Scientists have to be optimistic. How else to survive months or years of frustratingly slow progress in a difficult and often poorly rewarded profession?
But despite the frustrations, scientists retain a responsibility to present their work in a balanced way and not to give unrealistic or false hopes. Unfortunately, several stem cell researchers seem to disregard this all too frequently and the field is particularly prone to hype. It's a risky business — overhyping treatments that turn out not to work out in the clinic leaves patients disappointed and erodes trust in all stem cell research.
Recently, the newspapers were full of headlines about work from the lab of Professor Jonathan Tilly at Harvard. Tilly published a paper (1) reporting the discovery of stem cells in adult human ovaries that could be grown in large numbers in the lab (in vitro) and retain the ability to give rise to eggs (reported in BioNews 646).

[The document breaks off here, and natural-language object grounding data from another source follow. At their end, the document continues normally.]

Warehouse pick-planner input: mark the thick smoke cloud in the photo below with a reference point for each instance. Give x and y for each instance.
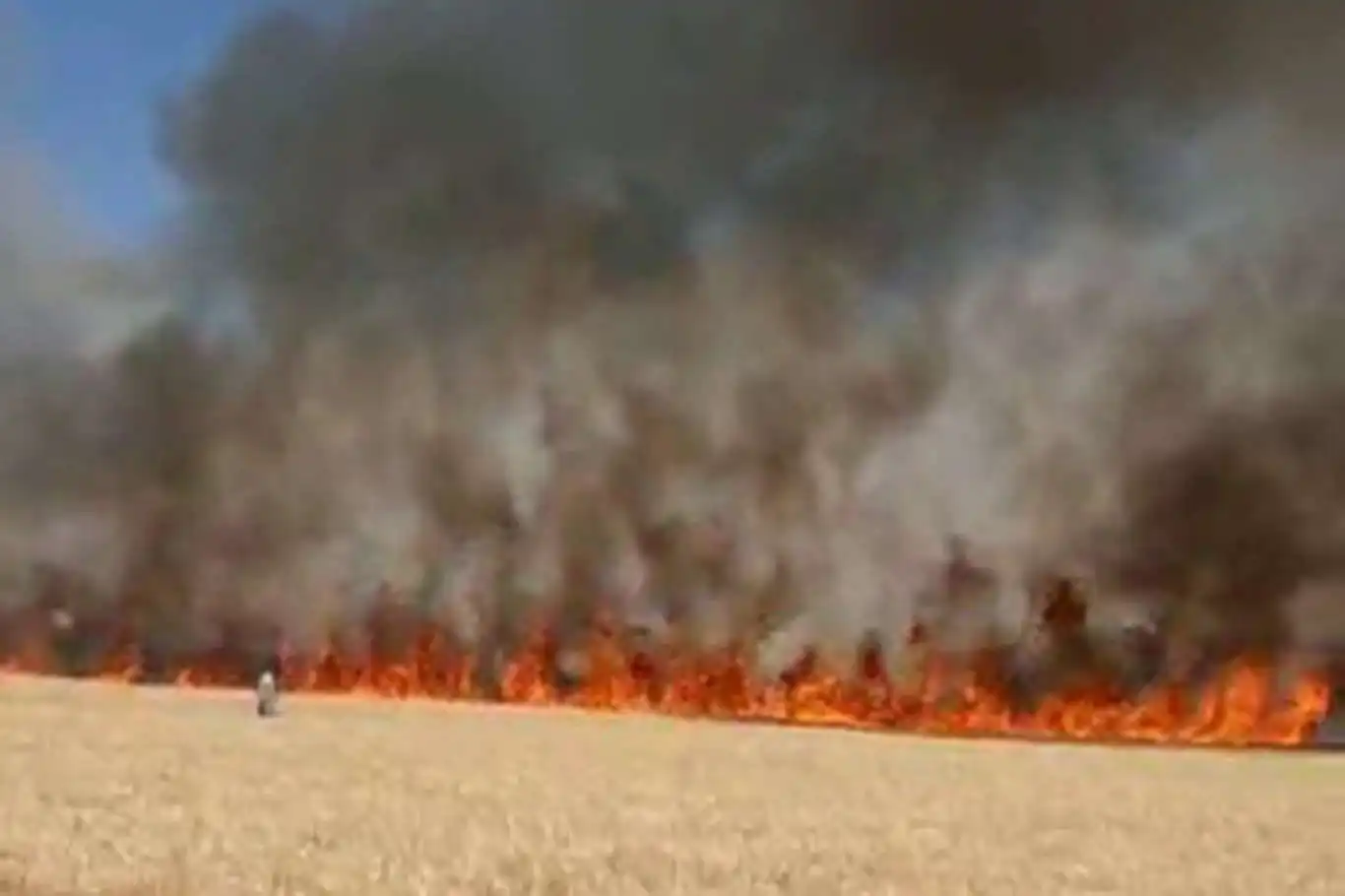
(787, 323)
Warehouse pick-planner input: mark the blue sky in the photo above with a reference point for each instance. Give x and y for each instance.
(85, 77)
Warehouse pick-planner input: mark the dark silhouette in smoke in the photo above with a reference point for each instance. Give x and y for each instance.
(721, 320)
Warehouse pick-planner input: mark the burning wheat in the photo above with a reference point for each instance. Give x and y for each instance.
(120, 790)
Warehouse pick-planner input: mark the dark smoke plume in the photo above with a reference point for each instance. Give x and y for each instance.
(789, 323)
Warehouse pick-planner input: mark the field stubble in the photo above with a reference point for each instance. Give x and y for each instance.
(107, 789)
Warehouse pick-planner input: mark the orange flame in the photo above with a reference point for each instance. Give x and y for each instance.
(1241, 705)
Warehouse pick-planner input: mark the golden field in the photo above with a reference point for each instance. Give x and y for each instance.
(107, 789)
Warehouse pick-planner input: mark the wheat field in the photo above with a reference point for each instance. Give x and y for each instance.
(106, 789)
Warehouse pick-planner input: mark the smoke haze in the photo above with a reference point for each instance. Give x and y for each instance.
(783, 323)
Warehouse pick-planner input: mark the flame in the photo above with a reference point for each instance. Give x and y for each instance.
(1241, 705)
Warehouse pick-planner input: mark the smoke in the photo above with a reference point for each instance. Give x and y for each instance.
(793, 324)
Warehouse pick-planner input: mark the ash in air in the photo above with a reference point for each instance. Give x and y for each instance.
(793, 324)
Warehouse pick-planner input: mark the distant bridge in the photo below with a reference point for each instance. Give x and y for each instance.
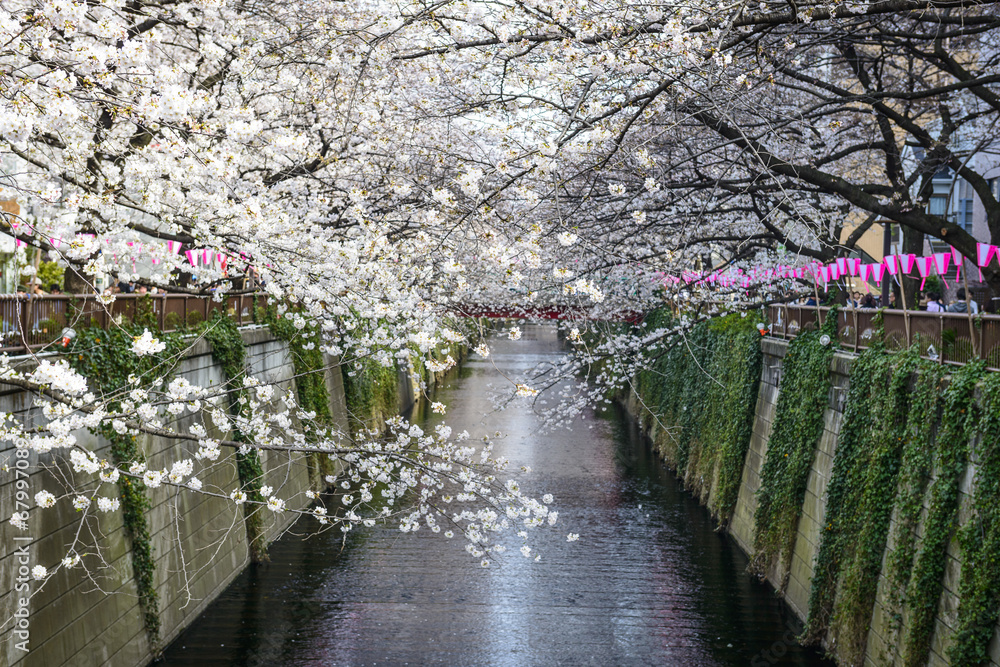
(547, 313)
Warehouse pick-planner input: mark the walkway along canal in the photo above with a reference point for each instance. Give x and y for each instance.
(649, 582)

For many years, the generally accepted view has been that women have a limited supply of eggs that are generated during embryonic development and are unable to make new ones after birth. Tilly's findings were therefore dramatic and, if true, very important. The cells they claim to have found were offered as a way to study egg cell (oocyte) development in the lab, to allow women to have children after cancer treatment, and as a solution to overcoming premature infertility — all laudable aims. It was also suggested that they could be used to prolong fertility beyond normal menopause — controversial, but an obvious possibility.
I am all for challenging dogma, but to do so requires robust evidence and carefully drawn conclusions. I feel that both were missing in this case.
The view that female mammals have a fixed number of oocytes around birth that cannot be replenished in later life is based on substantial data. For example, we can point to the clear reduction in oocyte numbers as females age, which parallels a decline in fertility. Secondly, scientists had long failed to identify any population of germ cells in the ovary that had not already entered meiosis.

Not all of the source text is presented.